Somewhere In Indiana

I snapped this somewhere in Indiana between Jasper and Danville a few years ago. These towns are 115 miles apart via the route I traveled. In other words, it could be anywhere.

The handy thing about documenting a road trip with an iPhone is that it records the location as well as the image. My fancy DSLR doesn’t do that. This picture came from the camera, not the phone and I failed to keep good notes.

Luckily, I don’t need to go back. However, it makes a good case for my current road trip technique which is to take wide angle shots with my phone and details with the zoom lens on my camera. The camera quality is better but the phone provides documentation without my stopping to change lenses or write things down.

In other words, it’s the lazy girl’s guide to remembering things. I’m not sure if I should be proud of my ingenuity or embarrassed at my poor organization while out running around.

Either way, it works.

Bad Habits

Lexington with St Paul Church in background

Of my many bad habits, one is making pictures without recording subject matter. This photo is from a trip to Kentucky a few years ago and popped up in my Snapfish account while looking for something else. It took some thinking and a quick Google search to figure out that it’s St. Paul’s Catholic Church in Lexington, Kentucky. The perspective isĀ  through the glass of a very nice hotel room window.

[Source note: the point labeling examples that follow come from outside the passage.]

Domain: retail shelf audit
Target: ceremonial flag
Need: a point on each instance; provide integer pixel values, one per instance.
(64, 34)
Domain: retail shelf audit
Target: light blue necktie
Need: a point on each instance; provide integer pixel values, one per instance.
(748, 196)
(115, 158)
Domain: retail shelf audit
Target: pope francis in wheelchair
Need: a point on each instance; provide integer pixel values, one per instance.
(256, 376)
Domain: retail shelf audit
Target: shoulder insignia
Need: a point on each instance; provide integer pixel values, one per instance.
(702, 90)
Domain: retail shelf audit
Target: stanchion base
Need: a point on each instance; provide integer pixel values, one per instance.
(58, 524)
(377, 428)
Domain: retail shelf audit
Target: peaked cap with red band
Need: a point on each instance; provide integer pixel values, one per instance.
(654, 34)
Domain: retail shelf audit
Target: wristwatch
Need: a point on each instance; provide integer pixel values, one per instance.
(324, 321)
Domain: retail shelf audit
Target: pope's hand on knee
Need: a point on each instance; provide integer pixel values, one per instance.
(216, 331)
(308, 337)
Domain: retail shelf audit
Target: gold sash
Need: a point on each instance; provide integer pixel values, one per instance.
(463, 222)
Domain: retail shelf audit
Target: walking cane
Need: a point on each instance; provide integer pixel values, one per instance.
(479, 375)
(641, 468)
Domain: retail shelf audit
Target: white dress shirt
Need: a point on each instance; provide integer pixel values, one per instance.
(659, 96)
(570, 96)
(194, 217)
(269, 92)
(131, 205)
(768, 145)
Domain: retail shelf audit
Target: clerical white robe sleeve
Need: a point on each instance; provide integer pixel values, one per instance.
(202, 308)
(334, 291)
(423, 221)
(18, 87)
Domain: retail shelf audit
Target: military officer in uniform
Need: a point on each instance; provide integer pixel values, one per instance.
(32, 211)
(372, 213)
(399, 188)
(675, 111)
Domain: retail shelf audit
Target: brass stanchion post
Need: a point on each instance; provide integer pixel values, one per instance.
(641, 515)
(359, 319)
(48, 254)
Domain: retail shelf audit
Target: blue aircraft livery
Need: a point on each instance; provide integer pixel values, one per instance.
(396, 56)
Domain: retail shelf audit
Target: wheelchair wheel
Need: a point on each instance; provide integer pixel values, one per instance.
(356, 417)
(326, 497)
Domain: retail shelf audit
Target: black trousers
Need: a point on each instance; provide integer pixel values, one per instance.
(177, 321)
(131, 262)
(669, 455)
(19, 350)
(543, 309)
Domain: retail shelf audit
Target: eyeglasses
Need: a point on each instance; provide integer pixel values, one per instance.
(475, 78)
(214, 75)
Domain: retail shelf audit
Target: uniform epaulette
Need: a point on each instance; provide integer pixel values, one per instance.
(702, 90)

It strengthens my desire to not just record my surroundings but to document where I am and to tell as many stories as possible. Meanwhile, I’m still wading through the 7,000 pictures (that’s not a typo – 7,000 pictures) pulled from my iPhone last month. If I ever get caught up with sorting through that mess, I’ll start weeding through the digital and print pictures from the past.

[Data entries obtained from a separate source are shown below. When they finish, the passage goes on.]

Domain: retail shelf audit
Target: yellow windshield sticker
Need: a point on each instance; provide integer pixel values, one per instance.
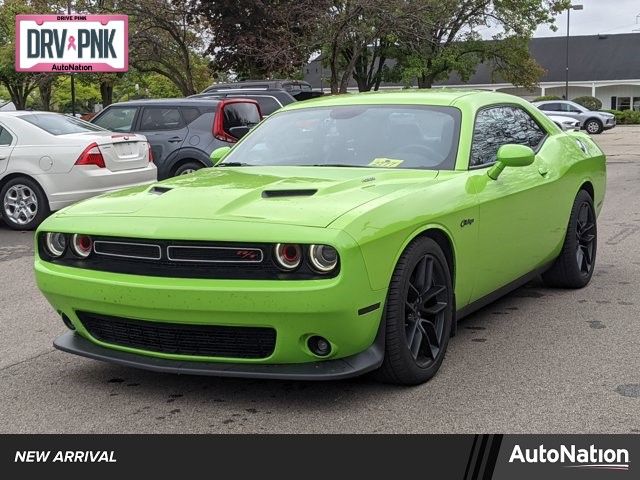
(385, 162)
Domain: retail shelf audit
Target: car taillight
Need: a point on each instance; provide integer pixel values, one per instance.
(91, 156)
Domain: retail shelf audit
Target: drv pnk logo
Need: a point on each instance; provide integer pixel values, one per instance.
(74, 43)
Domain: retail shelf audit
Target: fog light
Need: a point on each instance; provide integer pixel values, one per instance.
(55, 243)
(319, 346)
(67, 322)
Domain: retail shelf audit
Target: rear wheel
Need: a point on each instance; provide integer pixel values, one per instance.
(574, 267)
(593, 126)
(24, 204)
(188, 167)
(418, 315)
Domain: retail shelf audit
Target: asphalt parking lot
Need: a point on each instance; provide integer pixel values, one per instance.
(536, 361)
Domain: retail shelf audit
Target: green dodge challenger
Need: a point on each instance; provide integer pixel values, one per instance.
(340, 236)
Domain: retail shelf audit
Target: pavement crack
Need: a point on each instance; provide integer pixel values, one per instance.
(27, 359)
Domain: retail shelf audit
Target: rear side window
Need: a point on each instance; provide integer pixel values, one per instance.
(117, 119)
(240, 114)
(268, 105)
(5, 137)
(550, 107)
(190, 114)
(161, 118)
(497, 126)
(57, 124)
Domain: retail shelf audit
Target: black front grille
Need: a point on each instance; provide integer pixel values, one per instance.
(184, 259)
(127, 249)
(180, 339)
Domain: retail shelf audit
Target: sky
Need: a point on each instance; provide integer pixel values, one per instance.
(598, 16)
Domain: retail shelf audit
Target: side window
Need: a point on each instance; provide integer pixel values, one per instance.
(161, 118)
(5, 137)
(190, 114)
(240, 115)
(499, 126)
(268, 105)
(117, 119)
(550, 107)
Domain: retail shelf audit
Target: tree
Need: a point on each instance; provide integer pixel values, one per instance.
(260, 39)
(19, 85)
(162, 39)
(443, 39)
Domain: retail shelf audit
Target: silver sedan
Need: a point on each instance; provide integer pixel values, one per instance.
(49, 161)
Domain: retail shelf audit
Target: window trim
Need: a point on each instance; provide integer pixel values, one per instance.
(113, 107)
(498, 105)
(14, 137)
(155, 107)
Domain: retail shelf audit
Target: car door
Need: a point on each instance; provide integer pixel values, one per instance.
(7, 143)
(164, 128)
(514, 234)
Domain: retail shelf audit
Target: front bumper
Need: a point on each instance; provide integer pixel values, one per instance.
(338, 369)
(344, 309)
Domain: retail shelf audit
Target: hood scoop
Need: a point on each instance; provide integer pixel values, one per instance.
(159, 190)
(289, 193)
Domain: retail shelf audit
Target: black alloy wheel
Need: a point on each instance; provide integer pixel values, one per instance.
(575, 265)
(425, 305)
(418, 315)
(585, 238)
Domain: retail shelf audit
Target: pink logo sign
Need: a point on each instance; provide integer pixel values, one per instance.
(72, 43)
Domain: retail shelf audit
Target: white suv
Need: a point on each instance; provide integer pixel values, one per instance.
(592, 121)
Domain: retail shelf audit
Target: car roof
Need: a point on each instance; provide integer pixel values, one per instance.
(436, 97)
(180, 102)
(18, 113)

What are your bad photography habits? I can’t be the only one that has them!

Merle

I got my first good digital SLR about thirteen years ago. The day it arrived, I took a walk with my folks and encountered my Uncle Merle doing something in his driveway.

I couldn’t tell you what he was doing but he was standing in the bed of his truck. I had a new toy and took advantage of the moment to grab a few pictures while he was distracted, talking with my dad.

I captured two images that late winter evening.

This one I call “Confidence.”

He always looked exactly like this. The flannel, the trucker hat, that stance. And he always had a cigarette in one hand and a cold drink in the other.

He was a capable man, a confident man. The kind of guy who could take apart an engine and put it together again without hesitation. The kind of guy who worked from sun up to sun down, often doing back breaking work to care for his family. The kind of man who could diffuse any situation with a funny joke or a smart remark.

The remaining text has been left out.